Crecí en la España que tenía dos
canales. Un tiempo donde echaban programas como Estudio 1, el Hombre y la Tierra
o Historias para no Dormir. Los viernes teníamos la opción del
1,2,3 en la primera, y en la segunda La Clave. Ese espacio dirigido
por Balbín que fue censurado por los socialistas al albor del
referéndum de la OTAN. De aquella decisión me viene una alergia a
los del capullo. Verán se me puso la lengua azul y comenzaron a
salirme manchas en la piel. El médico, hombre de mundo, concluyó
que mi espalda parecía el mapa de California. Ha llovido mucho desde
entonces, pero mis familiares siguen pensando que soy un tipo muy
raro. Lo que sí ha cambiado es el mundo de la tele. A veces asisto
atónito a un desfile de programas de mal gusto, donde diversas
cacatúas suponen que si berrean en vez de hablar, los sonidos que
escapan de sus hocicos acabarán, de alguna manera, adquiriendo algún
sentido.
En cualquier caso, la tele en España
ha dado la oportunidad a la industria del cine para quitarse de en
medio a miles de pésimos actores que solían arruinar todas sus
producciones. El problema, sin embargo, es que estos actores de pelo
y medio tornan al mundo cinematográfico sin pasar por el teatro.

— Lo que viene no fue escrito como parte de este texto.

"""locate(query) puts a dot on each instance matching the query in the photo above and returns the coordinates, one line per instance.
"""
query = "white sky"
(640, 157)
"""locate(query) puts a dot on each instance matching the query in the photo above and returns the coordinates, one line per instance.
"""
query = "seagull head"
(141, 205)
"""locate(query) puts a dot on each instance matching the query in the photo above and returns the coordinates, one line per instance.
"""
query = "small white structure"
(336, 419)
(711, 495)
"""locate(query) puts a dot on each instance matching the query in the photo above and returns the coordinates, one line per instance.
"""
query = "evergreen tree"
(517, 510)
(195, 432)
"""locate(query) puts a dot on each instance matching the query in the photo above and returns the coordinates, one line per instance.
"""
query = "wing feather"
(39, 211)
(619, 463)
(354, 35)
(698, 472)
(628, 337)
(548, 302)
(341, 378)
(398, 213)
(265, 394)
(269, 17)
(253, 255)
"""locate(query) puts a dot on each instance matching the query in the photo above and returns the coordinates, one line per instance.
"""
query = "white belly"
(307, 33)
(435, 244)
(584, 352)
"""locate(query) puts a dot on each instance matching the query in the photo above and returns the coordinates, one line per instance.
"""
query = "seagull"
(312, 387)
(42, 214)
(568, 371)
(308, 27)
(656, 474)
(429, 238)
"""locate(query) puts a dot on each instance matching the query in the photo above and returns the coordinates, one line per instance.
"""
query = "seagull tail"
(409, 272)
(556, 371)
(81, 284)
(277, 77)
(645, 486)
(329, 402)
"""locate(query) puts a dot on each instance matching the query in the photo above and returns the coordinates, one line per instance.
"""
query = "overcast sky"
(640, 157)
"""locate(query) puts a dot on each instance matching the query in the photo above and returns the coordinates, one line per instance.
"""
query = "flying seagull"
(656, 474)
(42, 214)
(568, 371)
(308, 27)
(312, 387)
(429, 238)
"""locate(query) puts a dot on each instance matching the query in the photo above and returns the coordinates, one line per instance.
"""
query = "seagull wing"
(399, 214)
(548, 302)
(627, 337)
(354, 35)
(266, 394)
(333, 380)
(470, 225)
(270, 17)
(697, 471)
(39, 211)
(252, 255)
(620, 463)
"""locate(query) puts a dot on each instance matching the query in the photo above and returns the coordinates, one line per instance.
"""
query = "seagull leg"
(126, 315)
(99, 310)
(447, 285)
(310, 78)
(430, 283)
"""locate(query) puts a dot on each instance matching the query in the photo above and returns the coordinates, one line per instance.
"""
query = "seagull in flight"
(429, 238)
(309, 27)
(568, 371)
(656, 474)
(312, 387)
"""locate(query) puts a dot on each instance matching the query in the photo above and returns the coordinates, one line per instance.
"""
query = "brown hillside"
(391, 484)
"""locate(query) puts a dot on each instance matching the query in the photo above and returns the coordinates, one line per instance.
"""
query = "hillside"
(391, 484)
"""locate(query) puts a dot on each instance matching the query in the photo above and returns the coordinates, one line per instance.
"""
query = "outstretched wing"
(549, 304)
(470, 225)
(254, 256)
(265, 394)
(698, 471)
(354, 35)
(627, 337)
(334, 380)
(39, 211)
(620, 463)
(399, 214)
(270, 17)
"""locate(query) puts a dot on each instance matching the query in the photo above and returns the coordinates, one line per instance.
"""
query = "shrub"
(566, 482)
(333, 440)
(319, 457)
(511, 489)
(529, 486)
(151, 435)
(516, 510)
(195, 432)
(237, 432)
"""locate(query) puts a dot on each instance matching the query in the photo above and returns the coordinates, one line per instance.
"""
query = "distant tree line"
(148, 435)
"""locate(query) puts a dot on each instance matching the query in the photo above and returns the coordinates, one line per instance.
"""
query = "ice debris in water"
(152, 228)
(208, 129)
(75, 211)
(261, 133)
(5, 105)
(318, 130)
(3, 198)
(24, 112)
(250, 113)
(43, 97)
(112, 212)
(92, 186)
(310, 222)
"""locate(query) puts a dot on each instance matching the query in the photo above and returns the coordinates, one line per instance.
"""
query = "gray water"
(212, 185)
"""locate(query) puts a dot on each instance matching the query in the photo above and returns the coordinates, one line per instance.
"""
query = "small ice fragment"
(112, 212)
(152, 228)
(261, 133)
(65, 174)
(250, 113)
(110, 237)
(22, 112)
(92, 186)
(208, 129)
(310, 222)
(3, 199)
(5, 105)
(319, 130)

Y
claro, así no hay manera de que aprendan a vocalizar. A veces, una
película española es más difícil de entender que un documental
realizado en chino taiwanés. Miren para comprombarlo alguna cinta de Mario Casas, un
chico al que fusilaría al amanecer, sin juicio previo. Pero no
quiero desviarme del tema
La tele en España es una basura de tal
calibre que hay canales que muchos desconectamos por el temor
fundado a que la idiocia sea contagiosa. Por eso, en mi aparato
televisivo no aparecen nunca ni Canal Sur, ni Telecinco. Este último
solía vender Venus de mercadillo provenientes del planeta Putón. Y
del ente andaluz podríamos escribir millones de ensayos sobre los
efectos de sus programas en la población. Véase María Gámez como
ejemplo ilustrativo. Una mujer que la primera vez que vio la cabeza
de un toro colgada en una pared, salió de la habitación a voz en
grito, preguntándose como habían metido al cornudo- no hablo de su
compañero sentimental- en aquel sitio.
En cuanto a los otros canales, he de
añadir que salto como un poseso sobre el mando a distancia al menor
atisbo de papanatada o corrección política. Otro aspecto que
detesto del mundo de la televisión, es el deseo de millones de
ciudadanos a aparecer en ella. No parecen entender que hay épocas y
lugares en las que no ser nadie es más honorable que ser una Toñi
Moreno cualquiera. Incluso el que aquí suscribe tuvo su momento de
gloria en la caja tonta. Fue una mañana cuando una entrevistadora de
la tele tuvo la osadía de pararme por las calles de Barcelona para
hacerme unas preguntas. Por supuesto, accedí a ello con la doble
intención de observar sus pechos y, de paso, arruinarle la carrera.
Recuerdo que me preguntó sobre mi profesión, a lo que respondí que
vendía esponjas a los borrachos que no podían llevarse todo el
alcohol a casa. Por desgracia, ser guapetona y tener una gran
delantera, no son las únicas virtudes requeridas para ser buena
periodista. Aquella chica se tragó mi historia sin pestañear. El
cámara que no era tonto, excepto cuando se colocaba tras una lente,
le hizo una seña a la ilusa para que siguiera con el cuestionario.
Aquellos minutos fueron suficientes para acabar con su carrera
televisiva. Todavía hoy se la puede ver de camarera en el bar
Zurich de las Ramblas. Empero, otras personas de mucho menos talento
han triunfado en el complicado mundo del espectáculo; desde arpías
como Irma Soriana, hasta retrasadas profundas como Leticia Savater.
Coño si hasta Jesús Gil presentaba, en su momento, un programa
metido en un jacuzzi. Eso sí, también hemos tenido gloriosas
excepciones como Eduard Punset, director y presentador de Redes.
En mi opinión, los ciudadanos que
tienen mucho apego al rebaño televisivo, tienen algo de borrego.
Cuando pienso en ello, y en la cantidad de cantamañanas que han
inundado nuestros hogares de telebasura, sólo hallo la paz en el
acceso directo al jamón de pata negra. Un producto que, por cierto,
también anunciaba en la tele otro maestro de la caja boba, el señor
Bertín Osborne. Y es que no hay territorio que no haya sido violado
por esos monstruos. Háganme caso, apaguen la tele y póngase a leer.